# Middelfahrt Strip



## Hornhecht-Peter (19. Februar 2012)

Moin moin zusammen,

ich bin überwiegend Meeresangler in der Ostsee, aber auch in Norge unterwegs. Im September wollen wir auf die Insel Fünen (
DK) und dort bei Middelfahrt den Fischen nachstellen.

kann mir jemand  jemand  ein paar Tipps geben zu Fünen?


----------



## Honeyball (19. Februar 2012)

*AW: Middelfahrt Strip*

Hallo und willkommen im Board!

Ich hab Deine Anfrage mal in den Dänemarkbereich verschoben, wo Dir sicher mehr geholfen werden kann.

Wie möchtest Du denn angeln? Boot oder Ufer?
Zielfisch?


----------



## Hornhecht-Peter (19. Februar 2012)

*AW: Middelfahrt Strip*

Danke für die Hilfe.

Wir wollen vom Ufer aus auf Plattfische und Meerforellen gehen.
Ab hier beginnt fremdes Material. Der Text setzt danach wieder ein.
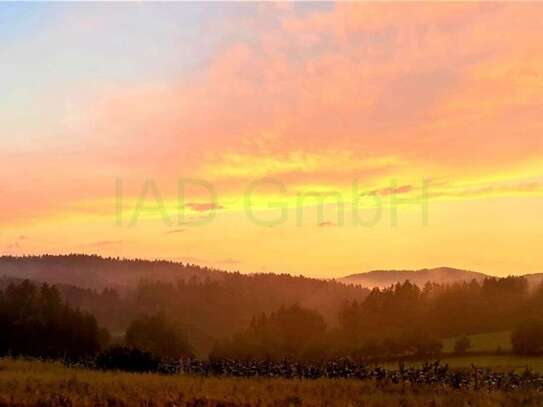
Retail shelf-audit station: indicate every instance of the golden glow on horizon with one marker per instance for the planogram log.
(429, 103)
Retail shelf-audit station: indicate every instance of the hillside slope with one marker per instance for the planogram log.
(385, 278)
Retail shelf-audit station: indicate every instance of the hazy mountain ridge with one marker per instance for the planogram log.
(91, 271)
(440, 275)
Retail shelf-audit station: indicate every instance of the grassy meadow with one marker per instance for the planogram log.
(487, 342)
(33, 383)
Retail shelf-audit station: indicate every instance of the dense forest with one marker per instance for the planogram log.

Falls wir ein Boot bekommen können wollen wir auch in den kleinen Belt.

Dort soll es neben Dorschen, Heringen auch vereinzelt Makrelen geben. Jedenfalls Anfang September.

Middelfart soll auch am Hafen gut sein, habe ich gehört.


----------



## Honeyball (19. Februar 2012)

*AW: Middelfahrt Strip*

Oh, ja.
In Middelfahrt von der Hafenkante aus kann man schon den einen oder anderen Dorsch erwischen.
Wenn Du auf Platte aus bist, würde ich es vom Ufer aus bei Strib links und rechts vom Leuchtturm versuchen.
Makrelen, wenn sie noch da sind, findest Du häufig im Hafen von Fredericia. Ist aber oft etwas überlaufen.
Um ein Boot zu mieten, frag mal in Gals Klint am Campingplatz nach. Die haben meistens auch frische Seeringelwürmer.
Rund um die Brückenpfeiler geht eigentlich immer was vom Boot aus.


----------



## Hornhecht-Peter (19. Februar 2012)

*AW: Middelfahrt Strip*

Seeringelwürmer ? Wo kann man denn leckere frische Wattwürmer bekommen. In Middelfart gibts doch bestimmt nen Angelladen? 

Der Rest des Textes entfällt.